Pular para o conteúdo principal

A AGÔNICA CRISE BRASILEIRA



Jhonatan Almada, historiador, escreve às sextas-feiras no Jornal Pequeno

Chegamos a uma quadra muito complexa na história política brasileira. Aqueles que perderam as eleições de 2014 buscaram construir três caminhos de desestabilização e reversão do resultado. O primeiro é o do Tribunal Superior Eleitoral (TSE), velho e histórico instrumento de fraude da soberania popular, sob o disfarce da tecnicalidade legal. O segundo é o do Tribunal de Contas da União (TCU), formado por ex-deputados e ex-senadores, não tão transparentes, mas sempre muito dispostos à pose de vestais. O terceiro é o do Congresso Nacional, cúpido por cargos, cioso de poder e invejável bastião do que há de mais atrasado na sociedade brasileira, contraditoriamente, também o que há de mais avançado. 

Essas três instituições funcionam em uníssono para derrubar o governo da Presidente Dilma, freando ou acelerando conforme a conjuntura política e econômica. Em tempos democráticos não é mais necessário pôr os tanques e militares na rua para se derrubar um Presidente, basta que uma parcela das instituições compre a causa e que esta causa encontre solo fértil para germinar em um ambiente de crise e impopularidade avassaladores.

A nossa cultura política sustenta impávidos acusados de corrupção, processados, condenados, réus confessos, criminosos contumazes nos principais cargos da República. Todos impassíveis ante acusações. Desfilam nas câmeras de televisão como príncipes ou reis tendo que aturar uma fachada democrática. Vez em quando são incomodados pelos plebeus, mas nada, nada mesmo, os demove de suas posições de poder. 

A descontinuidade administrativa é a prima irmã dessa crise. Quando o governo cede espaço na reforma ministerial não é uma troca de cadeiras e cabeças como quer nos fazer crer a pobríssima mídia refém do imediato. Muda também o direcionamento estratégico das pastas e áreas importantes para o desenvolvimento do país. O caso mais flagrante está no Ministério da Ciência, Tecnologia e Inovação, o qual deveria ser instrumento central de superação da crise pela força criativa do conhecimento e da ciência. Os próximos meses poderão materializar retrocessos com impactos e desdobramentos de décadas, aí não recuaremos somente no tamanho do PIB, mas na possibilidade de termos soberania. 

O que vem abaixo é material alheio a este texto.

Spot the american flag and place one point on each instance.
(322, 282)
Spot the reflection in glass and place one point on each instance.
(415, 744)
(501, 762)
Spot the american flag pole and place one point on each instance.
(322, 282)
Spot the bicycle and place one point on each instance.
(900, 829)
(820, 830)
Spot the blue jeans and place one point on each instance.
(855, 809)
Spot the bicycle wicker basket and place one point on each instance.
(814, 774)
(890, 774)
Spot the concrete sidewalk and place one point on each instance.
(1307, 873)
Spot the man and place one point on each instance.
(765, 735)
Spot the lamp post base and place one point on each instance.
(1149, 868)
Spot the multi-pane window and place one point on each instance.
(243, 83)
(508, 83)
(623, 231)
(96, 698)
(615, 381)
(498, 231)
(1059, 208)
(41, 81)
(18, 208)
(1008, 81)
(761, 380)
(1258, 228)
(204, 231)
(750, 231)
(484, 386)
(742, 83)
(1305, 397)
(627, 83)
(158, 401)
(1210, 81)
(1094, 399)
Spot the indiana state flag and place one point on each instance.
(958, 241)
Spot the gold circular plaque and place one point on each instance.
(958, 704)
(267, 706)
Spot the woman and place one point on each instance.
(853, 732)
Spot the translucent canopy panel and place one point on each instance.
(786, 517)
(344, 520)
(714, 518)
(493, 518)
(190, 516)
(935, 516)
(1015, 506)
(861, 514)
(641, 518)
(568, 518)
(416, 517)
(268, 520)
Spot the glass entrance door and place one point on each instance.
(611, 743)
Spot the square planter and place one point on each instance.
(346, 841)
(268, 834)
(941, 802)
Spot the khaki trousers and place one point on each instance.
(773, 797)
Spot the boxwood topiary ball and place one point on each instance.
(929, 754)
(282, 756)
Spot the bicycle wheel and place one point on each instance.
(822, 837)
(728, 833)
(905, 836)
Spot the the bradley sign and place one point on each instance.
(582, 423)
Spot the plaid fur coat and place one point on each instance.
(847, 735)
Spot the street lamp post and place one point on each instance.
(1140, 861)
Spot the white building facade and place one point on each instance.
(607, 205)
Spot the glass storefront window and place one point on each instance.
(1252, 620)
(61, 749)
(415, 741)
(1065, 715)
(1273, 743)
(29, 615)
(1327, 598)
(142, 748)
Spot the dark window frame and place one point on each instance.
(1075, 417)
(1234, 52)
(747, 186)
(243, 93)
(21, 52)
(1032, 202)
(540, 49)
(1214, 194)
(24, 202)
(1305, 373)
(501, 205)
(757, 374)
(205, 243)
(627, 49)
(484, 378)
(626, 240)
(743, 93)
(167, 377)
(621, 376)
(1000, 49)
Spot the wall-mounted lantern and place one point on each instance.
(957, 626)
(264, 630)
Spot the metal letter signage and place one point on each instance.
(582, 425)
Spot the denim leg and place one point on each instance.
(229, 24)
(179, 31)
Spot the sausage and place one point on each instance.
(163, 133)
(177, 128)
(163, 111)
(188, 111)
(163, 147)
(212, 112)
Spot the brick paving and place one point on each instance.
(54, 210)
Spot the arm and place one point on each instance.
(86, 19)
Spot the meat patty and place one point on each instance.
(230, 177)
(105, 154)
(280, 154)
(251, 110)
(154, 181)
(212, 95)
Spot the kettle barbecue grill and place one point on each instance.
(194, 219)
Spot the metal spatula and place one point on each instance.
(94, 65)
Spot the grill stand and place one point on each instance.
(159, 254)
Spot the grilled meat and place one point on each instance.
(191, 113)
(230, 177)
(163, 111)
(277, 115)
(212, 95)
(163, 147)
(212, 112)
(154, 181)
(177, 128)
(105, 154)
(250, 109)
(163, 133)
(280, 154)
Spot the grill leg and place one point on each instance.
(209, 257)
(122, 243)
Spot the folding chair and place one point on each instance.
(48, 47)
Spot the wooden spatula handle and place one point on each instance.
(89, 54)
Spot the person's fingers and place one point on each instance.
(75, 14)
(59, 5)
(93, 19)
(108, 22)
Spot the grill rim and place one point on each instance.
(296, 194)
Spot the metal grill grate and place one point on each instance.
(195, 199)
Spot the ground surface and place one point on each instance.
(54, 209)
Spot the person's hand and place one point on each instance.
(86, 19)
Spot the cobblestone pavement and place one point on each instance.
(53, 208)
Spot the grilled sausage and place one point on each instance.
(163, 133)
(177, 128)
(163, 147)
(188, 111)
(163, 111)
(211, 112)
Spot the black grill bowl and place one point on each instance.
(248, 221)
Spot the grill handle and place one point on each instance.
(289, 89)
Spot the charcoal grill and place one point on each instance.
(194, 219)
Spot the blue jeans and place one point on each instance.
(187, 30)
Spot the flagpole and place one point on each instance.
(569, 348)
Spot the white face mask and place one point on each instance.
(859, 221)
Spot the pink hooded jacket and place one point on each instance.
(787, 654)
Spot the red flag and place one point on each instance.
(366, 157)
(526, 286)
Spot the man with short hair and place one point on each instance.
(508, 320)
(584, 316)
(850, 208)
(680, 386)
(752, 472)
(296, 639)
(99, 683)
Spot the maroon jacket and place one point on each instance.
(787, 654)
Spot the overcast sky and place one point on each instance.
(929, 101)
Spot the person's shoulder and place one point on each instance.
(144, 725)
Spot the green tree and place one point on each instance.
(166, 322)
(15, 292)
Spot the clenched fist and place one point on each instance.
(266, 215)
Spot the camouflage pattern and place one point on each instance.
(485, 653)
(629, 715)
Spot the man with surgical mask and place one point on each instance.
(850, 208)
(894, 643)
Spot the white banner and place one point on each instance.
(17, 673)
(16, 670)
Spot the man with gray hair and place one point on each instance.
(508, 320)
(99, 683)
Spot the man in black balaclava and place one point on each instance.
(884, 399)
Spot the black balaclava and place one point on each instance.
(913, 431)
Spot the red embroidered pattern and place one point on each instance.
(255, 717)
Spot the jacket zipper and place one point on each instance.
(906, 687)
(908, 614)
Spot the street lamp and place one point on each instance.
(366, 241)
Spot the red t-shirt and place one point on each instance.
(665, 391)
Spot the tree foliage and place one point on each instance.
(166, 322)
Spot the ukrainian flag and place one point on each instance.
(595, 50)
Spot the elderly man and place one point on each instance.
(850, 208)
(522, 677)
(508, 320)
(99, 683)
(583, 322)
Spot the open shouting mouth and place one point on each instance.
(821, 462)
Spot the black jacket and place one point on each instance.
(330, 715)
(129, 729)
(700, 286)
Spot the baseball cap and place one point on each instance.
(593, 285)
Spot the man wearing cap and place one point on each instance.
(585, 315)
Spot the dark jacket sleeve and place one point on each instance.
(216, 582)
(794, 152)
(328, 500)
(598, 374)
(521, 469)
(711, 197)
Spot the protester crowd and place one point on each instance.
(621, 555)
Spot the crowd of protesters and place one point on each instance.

A nossa cultura política comporta a transparência seletiva. Algumas coisas devem ser transparentes outras não. Até a data de hoje somente o Governo Federal divulga os salários de todos os servidores públicos do executivo. Desconheço qualquer outra esfera de governo que tenha copiado essa boa prática. Aqui no Maranhão, um grupo foi preso por fazer desvios na folha de pagamento do Tribunal de Justiça, inacessível para a maioria dos mortais. Na mesma linha, ainda não sabemos como é gasto o salário-educação, quem, com o que e de que forma, irrespondidos, acabam por criar uma caixa-preta. Entretanto, acredito que essas reminiscências um dia acabarão.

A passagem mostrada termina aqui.